Las declaraciones sobre homosexualidad con que monseñor Córdoba cerró el año 2011 quedaron impunes. Algunos comentaristas se tomaron la molestia de criticarlas, es cierto, pero en general el tipo mojó prensa con sus ataques al estadounidense que viajó a Colombia a adoptar dos niños.
“Es muy difícil que si yo tengo diabetes y me ponen a vivir en una dulcería, no caiga”, le dijo Córdoba a El Tiempo, con lo que de entrada propuso (o repitió, que ni la creatividad se le abona) lo de la correlación que se supone existe entre pedofilia y homosexualidad.
Después salió con el cuento del desorden de identidad sexual, una categoría caduca que sobrevive en las reprimidas mentes de los hombres de iglesia que por amor al arte (o a Dios, lo que sí debería ser considerado un desorden) se alejan incluso de la masturbación (y en internet sí que hay material sobre el tema: según una página cristiana, cualquiera que se toque experimentará fuertes sentimientos de culpabilidad, depresión, inferioridad y pérdida de fe).
Y para terminar, todo el mensaje del religioso estuvo plagado de referencias a una “psiquiatría universal” que por supuesto no existe ni ha sido autorizada por ninguna revista académica reconocida. Lo que Córdoba afirma, entonces, es lo que en periodismo de opinión se conoce como falacias. Mentiras, si se quiere. Y aun así prensa, radio y televisión acudieron al llamado del prometido escándalo.
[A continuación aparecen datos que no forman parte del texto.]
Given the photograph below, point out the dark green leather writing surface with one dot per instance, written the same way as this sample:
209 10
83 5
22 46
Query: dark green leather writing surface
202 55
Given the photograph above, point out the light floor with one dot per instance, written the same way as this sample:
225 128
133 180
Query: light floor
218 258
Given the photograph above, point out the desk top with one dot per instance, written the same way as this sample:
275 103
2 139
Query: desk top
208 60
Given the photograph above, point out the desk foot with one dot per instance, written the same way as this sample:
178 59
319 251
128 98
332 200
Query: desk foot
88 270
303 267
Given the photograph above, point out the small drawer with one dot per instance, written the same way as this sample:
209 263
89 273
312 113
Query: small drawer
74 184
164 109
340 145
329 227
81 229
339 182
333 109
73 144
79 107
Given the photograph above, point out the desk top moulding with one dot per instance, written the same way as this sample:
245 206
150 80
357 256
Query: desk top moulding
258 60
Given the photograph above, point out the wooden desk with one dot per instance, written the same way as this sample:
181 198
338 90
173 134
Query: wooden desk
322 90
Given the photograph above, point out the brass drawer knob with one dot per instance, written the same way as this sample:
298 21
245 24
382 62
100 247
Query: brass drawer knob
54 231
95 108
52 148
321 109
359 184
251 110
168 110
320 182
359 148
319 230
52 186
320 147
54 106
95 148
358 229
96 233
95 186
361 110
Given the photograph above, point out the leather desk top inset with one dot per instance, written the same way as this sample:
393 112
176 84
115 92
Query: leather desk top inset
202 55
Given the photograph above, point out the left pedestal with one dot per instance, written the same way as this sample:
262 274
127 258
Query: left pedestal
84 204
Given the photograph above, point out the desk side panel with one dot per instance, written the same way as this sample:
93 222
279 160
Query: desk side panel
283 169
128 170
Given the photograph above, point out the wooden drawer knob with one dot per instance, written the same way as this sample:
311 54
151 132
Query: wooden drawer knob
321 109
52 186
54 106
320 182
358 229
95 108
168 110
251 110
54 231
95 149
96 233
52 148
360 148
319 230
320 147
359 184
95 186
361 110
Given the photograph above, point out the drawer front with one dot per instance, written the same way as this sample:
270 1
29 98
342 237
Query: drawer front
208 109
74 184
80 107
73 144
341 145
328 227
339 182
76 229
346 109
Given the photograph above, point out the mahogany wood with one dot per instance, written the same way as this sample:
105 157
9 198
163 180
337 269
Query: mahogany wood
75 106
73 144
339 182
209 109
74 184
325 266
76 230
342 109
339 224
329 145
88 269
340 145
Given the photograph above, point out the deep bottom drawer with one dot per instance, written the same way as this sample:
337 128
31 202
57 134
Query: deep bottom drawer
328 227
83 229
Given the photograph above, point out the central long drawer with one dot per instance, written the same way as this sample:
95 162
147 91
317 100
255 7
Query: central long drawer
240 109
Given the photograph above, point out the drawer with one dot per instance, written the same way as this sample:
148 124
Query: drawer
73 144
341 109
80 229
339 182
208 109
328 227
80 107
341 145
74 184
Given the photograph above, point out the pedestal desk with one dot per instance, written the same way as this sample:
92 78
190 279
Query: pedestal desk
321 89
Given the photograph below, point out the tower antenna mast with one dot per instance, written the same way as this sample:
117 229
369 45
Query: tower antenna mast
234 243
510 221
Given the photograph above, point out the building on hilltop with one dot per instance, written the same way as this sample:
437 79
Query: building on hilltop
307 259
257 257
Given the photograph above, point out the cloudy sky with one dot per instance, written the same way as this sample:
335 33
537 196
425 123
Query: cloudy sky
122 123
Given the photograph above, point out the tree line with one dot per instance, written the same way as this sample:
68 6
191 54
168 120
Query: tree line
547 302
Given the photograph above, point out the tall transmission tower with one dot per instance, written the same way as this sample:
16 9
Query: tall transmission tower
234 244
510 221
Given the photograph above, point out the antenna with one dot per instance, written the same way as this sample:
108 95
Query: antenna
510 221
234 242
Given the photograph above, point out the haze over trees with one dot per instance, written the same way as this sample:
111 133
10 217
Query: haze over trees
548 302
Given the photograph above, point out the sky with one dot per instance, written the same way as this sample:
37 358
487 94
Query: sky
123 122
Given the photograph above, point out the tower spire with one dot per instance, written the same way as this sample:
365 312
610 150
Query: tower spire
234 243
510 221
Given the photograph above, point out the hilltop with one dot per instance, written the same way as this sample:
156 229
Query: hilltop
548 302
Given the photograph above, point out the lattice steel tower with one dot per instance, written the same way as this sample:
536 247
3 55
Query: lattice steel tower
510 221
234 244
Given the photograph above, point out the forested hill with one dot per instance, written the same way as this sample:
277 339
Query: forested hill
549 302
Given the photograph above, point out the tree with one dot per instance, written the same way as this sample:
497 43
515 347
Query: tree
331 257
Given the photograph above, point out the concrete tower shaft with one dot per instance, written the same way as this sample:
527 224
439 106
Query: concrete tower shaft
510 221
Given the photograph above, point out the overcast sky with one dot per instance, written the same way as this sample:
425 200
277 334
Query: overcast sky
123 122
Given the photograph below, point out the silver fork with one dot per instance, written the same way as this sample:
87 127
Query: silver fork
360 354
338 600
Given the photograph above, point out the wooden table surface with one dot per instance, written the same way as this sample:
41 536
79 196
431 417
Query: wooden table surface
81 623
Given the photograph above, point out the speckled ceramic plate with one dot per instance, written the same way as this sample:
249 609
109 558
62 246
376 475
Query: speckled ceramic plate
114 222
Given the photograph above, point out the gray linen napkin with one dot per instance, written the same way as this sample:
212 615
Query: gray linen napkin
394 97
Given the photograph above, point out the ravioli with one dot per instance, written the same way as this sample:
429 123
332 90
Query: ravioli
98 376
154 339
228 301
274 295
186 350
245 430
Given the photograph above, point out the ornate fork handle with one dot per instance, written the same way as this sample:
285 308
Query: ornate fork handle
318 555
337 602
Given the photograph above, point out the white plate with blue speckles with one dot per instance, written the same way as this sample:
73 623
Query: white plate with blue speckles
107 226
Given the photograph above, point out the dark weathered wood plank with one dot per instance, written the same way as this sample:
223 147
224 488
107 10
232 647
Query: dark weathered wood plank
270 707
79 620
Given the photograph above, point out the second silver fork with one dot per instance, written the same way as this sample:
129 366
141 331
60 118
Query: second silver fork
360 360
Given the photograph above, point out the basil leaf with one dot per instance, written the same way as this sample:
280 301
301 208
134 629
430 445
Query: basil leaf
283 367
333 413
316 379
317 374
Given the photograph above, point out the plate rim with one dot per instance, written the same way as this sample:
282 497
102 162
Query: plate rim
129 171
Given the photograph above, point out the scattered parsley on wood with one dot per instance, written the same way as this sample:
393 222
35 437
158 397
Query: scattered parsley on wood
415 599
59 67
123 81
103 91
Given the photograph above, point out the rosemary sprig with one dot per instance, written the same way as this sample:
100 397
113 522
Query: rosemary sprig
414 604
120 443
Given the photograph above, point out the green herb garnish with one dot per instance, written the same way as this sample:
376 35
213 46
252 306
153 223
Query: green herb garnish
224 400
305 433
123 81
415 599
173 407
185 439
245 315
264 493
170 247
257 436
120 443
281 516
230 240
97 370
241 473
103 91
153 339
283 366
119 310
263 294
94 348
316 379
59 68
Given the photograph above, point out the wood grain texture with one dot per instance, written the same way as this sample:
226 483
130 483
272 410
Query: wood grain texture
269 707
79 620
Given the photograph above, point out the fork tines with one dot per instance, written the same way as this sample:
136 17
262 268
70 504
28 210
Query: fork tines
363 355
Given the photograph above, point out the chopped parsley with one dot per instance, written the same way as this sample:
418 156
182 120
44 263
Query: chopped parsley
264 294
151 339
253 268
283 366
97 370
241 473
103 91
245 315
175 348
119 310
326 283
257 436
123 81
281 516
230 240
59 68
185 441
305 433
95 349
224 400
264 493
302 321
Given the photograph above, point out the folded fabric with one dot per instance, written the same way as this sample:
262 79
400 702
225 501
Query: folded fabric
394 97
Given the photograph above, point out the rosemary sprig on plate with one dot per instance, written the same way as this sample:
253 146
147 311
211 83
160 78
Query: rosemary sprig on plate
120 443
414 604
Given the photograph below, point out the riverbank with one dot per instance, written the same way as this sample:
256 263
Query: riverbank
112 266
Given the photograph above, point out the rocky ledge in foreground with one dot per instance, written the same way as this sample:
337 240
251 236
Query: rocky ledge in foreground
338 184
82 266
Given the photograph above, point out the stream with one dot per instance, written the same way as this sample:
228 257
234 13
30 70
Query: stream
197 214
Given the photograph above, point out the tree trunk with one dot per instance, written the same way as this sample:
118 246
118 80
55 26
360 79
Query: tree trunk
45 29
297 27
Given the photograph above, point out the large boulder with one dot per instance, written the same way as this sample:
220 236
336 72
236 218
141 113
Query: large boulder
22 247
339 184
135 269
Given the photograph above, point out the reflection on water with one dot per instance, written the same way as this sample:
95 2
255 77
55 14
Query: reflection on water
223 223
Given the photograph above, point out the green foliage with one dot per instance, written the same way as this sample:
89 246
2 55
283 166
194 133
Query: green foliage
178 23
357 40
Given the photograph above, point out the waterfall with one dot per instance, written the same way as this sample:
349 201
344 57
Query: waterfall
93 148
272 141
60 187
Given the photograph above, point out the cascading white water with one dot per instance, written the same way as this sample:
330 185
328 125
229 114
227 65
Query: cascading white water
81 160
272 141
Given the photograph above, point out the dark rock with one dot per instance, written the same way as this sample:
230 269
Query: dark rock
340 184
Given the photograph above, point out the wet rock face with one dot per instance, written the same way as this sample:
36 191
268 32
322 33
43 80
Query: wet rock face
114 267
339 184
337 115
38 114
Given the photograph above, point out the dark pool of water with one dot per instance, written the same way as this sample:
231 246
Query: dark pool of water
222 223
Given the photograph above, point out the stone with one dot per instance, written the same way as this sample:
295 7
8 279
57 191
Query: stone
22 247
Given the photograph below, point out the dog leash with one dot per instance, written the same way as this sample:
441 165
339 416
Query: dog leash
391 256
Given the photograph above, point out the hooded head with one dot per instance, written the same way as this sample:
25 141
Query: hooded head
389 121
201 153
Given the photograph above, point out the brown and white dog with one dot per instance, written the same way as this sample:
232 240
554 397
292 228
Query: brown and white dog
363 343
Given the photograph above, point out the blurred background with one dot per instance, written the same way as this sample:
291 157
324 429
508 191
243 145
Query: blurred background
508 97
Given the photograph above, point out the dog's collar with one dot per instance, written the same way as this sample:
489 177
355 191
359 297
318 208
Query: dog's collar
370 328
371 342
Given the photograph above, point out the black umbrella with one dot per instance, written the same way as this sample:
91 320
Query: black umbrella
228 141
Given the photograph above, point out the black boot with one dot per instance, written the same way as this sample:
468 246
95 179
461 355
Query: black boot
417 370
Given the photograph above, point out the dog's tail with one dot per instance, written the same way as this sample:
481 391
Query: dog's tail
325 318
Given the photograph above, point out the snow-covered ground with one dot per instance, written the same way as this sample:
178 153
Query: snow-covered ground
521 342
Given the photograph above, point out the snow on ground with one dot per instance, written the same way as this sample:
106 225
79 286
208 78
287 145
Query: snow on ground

Ahora bien, como el tema de la adopción gay será noticia varias veces en el año, que sea esta la oportunidad para preguntar por qué la agresiva posición de monseñor, que incita al odio y es gratuita e injustificada, no ha sido tipificada como discriminación. Si los medios les seguirán haciendo el juego a las posiciones sectarias de la iglesia, que la justicia, entonces, haga lo suyo. Por mucho menos irá gente a la cárcel si se aplica la ley que con tanto esmero impulsó el senador Baena, del MIRA, con un “no racismo, no discriminación, no hostigamiento y no segregación”.